Financial experts advise that retirees will need 80 to 100 % of their pre-retirement income to live comfortably. How can you start making smart investments in your future?
To understand how your investment can grow, you need to have a basic understanding of compounding interest and the Rule of 72. When you understand these factors, it’s easy to see why it pays to start saving early. Even small contributions add up over time.
Two acronyms to know are APR and APY. APR stands for Annual Percentage Rate. APY stands for Annual Percentage Yield.

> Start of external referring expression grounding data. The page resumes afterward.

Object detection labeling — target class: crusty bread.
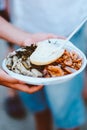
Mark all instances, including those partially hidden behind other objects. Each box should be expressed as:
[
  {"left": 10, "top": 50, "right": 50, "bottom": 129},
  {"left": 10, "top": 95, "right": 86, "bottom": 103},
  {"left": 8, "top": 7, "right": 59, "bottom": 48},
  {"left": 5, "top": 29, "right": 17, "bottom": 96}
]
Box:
[{"left": 30, "top": 41, "right": 64, "bottom": 65}]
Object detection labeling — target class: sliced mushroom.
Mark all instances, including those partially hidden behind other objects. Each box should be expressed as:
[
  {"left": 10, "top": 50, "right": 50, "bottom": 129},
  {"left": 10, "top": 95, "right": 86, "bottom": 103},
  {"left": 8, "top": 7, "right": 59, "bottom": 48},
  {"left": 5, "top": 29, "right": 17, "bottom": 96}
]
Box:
[
  {"left": 31, "top": 69, "right": 43, "bottom": 77},
  {"left": 6, "top": 57, "right": 13, "bottom": 69},
  {"left": 12, "top": 59, "right": 33, "bottom": 76},
  {"left": 22, "top": 61, "right": 31, "bottom": 70},
  {"left": 13, "top": 56, "right": 18, "bottom": 63}
]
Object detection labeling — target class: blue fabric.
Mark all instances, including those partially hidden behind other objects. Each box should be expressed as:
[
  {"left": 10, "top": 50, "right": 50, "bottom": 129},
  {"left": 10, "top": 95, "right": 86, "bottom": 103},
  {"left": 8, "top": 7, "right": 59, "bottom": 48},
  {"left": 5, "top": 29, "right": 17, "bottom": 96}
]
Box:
[
  {"left": 19, "top": 25, "right": 86, "bottom": 128},
  {"left": 19, "top": 89, "right": 48, "bottom": 113}
]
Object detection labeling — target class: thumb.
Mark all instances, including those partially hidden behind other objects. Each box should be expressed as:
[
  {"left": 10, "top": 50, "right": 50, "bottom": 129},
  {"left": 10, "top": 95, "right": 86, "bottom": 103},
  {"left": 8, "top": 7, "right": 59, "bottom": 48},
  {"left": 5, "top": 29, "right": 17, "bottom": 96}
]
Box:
[{"left": 23, "top": 38, "right": 34, "bottom": 46}]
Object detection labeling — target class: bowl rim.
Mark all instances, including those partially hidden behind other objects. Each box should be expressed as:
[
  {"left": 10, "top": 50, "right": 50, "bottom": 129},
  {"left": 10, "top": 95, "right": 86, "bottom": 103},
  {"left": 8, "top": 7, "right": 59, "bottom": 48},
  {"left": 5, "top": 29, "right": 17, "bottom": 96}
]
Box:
[{"left": 2, "top": 39, "right": 87, "bottom": 85}]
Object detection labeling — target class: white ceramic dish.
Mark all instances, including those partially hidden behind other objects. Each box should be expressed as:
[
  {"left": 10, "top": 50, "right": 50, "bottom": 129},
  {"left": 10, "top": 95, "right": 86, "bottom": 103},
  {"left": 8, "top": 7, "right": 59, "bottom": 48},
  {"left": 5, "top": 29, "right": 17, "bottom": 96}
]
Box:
[{"left": 2, "top": 39, "right": 87, "bottom": 85}]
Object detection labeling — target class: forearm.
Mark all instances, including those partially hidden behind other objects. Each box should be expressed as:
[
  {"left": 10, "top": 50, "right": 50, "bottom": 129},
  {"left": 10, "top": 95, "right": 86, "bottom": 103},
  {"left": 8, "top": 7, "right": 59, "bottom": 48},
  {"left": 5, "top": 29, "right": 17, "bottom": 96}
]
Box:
[{"left": 0, "top": 16, "right": 32, "bottom": 46}]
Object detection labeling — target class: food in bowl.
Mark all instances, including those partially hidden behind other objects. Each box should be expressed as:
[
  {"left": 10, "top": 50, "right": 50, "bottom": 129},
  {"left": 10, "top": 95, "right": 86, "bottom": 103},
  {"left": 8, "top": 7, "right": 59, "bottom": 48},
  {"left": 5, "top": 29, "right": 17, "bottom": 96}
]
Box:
[{"left": 5, "top": 40, "right": 82, "bottom": 78}]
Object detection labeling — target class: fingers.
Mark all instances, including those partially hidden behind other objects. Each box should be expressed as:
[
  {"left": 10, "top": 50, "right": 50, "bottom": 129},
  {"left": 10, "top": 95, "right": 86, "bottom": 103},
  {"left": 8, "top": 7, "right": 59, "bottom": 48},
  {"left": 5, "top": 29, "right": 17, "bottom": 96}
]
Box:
[
  {"left": 0, "top": 69, "right": 43, "bottom": 94},
  {"left": 46, "top": 34, "right": 66, "bottom": 39},
  {"left": 21, "top": 84, "right": 43, "bottom": 93},
  {"left": 23, "top": 38, "right": 33, "bottom": 46},
  {"left": 22, "top": 33, "right": 66, "bottom": 46},
  {"left": 0, "top": 69, "right": 24, "bottom": 84},
  {"left": 8, "top": 83, "right": 43, "bottom": 94},
  {"left": 57, "top": 36, "right": 66, "bottom": 39}
]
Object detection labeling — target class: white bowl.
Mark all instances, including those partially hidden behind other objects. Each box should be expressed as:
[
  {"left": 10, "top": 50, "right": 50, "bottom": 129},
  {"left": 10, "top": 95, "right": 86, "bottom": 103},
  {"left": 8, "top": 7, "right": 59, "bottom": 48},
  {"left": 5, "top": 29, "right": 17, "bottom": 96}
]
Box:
[{"left": 2, "top": 39, "right": 87, "bottom": 85}]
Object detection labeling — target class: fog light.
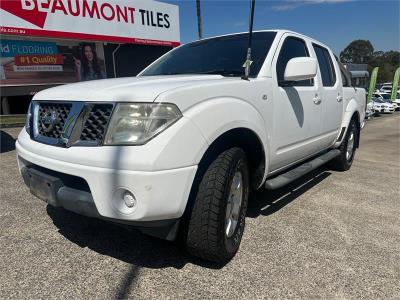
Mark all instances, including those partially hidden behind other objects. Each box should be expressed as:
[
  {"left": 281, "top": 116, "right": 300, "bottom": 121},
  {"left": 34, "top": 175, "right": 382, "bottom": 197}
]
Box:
[
  {"left": 112, "top": 188, "right": 138, "bottom": 214},
  {"left": 123, "top": 192, "right": 136, "bottom": 208}
]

APY refers to compounding — how interest accrues on your investment — so that percentage will always be higher than the APR. When you compare investments, make sure you’re comparing APY to APY.
You can also get a quick estimate of your IRA’s earning power with the Rule of 72. Divide 72 by the interest percentage to calculate how long it will take compounding interest to double your original investment.
Finally, remember that if you’re saving for retirement – and everyone should be – your first move should be debt reduction. This frees up money for other moves you can make and lessens the amount of money you pay to others, instead of yourself, each month.
Whether your major debts are larger or smaller, think of the progress you could make by devoting thousands of dollars you pay to others to yourself. Say you direct $3,000 you would otherwise pay to creditors during a year into an investment account returning 6 percent. If you do this for 10 consecutive years, you’re looking at $47,287, not $30,000. That’s what compound interest – the best kind of interest – can do for you financially.
Over time, compounding makes the money you save work harder for you — and that’s what investing is all about.